Баронесса гораздо яснее, поэтичнее и рельефнее представила себе мысленно все то, что здесь читает читатель, и во взгляде сына прочла все его мысли, сыпавшиеся, как стрелы из опрокинутого колчана помышления. Хотя она никогда не читала Бомарше, но сейчас же поняла женским чутьем, что женить этого херувима было бы преступлением.

– Ах! Дорогое дитя мое, – сказала она, прижимая его к себе и целуя его чудные волосы, еще всецело принадлежавшие ей, – женись, когда хочешь, только будь счастлив! Цель моей жизни не в том, чтобы мучить тебя.

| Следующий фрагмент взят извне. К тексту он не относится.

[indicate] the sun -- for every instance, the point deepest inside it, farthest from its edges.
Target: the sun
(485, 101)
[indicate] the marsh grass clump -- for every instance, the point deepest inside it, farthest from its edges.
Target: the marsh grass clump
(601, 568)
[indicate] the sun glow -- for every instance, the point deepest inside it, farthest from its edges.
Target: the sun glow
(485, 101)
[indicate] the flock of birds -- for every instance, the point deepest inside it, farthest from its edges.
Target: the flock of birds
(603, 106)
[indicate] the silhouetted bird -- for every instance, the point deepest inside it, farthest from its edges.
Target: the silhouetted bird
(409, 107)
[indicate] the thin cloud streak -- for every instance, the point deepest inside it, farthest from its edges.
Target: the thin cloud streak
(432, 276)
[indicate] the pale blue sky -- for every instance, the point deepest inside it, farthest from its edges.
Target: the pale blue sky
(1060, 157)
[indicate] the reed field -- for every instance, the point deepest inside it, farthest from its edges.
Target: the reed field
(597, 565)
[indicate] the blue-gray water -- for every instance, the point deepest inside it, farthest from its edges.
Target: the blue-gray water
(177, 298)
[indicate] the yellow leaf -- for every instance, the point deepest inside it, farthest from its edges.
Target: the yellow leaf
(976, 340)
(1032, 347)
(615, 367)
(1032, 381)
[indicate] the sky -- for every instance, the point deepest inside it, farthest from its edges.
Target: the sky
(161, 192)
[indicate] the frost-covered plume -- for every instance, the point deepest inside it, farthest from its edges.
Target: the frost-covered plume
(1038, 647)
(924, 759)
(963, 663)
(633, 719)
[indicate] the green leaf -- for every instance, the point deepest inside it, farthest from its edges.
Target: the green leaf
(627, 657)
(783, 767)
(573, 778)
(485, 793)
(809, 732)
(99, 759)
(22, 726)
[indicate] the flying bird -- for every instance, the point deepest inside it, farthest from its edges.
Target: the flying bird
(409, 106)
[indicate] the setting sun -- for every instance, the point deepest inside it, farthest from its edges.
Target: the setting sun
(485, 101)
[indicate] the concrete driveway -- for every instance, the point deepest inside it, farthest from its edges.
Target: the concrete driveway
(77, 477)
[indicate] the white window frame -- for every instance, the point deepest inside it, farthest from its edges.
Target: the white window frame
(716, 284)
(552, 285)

Мариотта стала накрывать на стол. Гасселен отправился выводить лошадь Калиста, который уже два месяца, как перестал ездить верхом. Все три женщины: мать, тетка и Мариотта с обычной женщинам хитростью старались ублажать Калиста, когда он обедал дома. Бретонская скудная обстановка, с помощью детских привычек и воспоминаний, всячески старалась соперничать с парижской цивилизацией, которую можно было видеть в Туше, в двух шагах от Геранды. Мариотта старалась сделать своего молодого господина равнодушным к искусной кухне Камиль Мопен, а мать и тетка друг перед другом старались окружать его заботами, чтобы опутать его сетями нежности и сделать всякое сравнение немыслимым.